Then there were the dreamers that thought we could get Nnamdi Asomugha for a steep discount. After all, he doesn't have a Super Bowl ring.

The $60 million, five-year contract that Asomugha inked with the Eagles is less than many thought he would demand. But the Steelers barely scraped under the salary cap despite restructuring several of their largest contracts. Asomugha might as well have asked for $160 million from the Steelers' perspective.

It also makes Ike's reported $28 million, four-year contract look like quite the bargain.

There isn't any homegrown talent waiting to step into the breach. Hopefully we will see more—a lot more—out of the likes of Keenan Lewis and Crezdon Butler. But would any of us like to bet the ranch on it?

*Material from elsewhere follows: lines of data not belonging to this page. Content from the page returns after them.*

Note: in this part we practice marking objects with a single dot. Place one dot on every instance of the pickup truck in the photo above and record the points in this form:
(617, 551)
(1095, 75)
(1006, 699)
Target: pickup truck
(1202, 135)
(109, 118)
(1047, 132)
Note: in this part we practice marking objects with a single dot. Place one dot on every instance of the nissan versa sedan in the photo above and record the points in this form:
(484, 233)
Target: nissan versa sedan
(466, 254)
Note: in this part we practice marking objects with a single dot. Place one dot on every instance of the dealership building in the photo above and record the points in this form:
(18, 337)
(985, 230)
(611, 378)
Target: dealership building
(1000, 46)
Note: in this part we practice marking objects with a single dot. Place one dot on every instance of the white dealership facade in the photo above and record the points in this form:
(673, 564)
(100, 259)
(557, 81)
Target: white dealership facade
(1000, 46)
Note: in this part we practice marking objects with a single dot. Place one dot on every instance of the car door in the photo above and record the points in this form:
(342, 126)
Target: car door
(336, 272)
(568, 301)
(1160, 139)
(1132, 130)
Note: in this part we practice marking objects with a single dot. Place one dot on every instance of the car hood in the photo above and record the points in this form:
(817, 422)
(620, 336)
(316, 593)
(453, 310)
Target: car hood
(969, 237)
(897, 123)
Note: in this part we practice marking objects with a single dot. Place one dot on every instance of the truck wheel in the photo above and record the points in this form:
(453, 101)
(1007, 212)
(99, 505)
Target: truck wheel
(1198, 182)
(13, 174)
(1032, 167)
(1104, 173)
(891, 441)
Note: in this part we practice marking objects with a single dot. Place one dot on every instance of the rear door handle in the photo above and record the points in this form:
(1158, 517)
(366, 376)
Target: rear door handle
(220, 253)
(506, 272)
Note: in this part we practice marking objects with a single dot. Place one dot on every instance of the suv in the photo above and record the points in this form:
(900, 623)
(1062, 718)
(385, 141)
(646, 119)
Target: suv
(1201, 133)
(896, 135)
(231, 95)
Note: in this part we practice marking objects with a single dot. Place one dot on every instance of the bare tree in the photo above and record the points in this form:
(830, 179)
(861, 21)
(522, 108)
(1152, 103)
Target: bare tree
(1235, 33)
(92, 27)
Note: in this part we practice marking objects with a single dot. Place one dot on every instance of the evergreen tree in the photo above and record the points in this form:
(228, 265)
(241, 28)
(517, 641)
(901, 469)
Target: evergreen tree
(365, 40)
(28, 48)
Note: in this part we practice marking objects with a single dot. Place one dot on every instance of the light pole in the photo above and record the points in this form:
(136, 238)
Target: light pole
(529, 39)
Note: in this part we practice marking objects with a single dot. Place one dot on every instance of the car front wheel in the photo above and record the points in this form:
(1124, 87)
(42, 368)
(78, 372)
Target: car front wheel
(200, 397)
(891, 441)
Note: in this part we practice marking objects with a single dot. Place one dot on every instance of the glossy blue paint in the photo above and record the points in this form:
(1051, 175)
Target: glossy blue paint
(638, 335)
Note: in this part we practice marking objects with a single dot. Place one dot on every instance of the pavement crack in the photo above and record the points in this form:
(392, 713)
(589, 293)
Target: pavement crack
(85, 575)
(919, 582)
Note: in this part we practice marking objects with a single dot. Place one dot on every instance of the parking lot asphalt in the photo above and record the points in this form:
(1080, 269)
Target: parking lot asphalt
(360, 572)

Thanks heavens we don't have to. Ike Taylor brings excellent play and veteran leadership to the team. Thus far, he has proven to be extremely durable, having missed only one start in the past five years. He is strong and he is fast—no doubt in part because of his legendary offseason training program. He trains in Florida with Tom Shaw. He took one week off after the Super Bowl this year.

Given the average age of LeBeau's phenomenal defense, this may be the last window to make a run at a seventh Lombardi for this group. Because of that, there is even less room to replace a critical member of this defense.

The Steelers may not get to "seventh heaven" with Ike Taylor on the field, but they almost certainly don't have a snowball's chance in hell without him.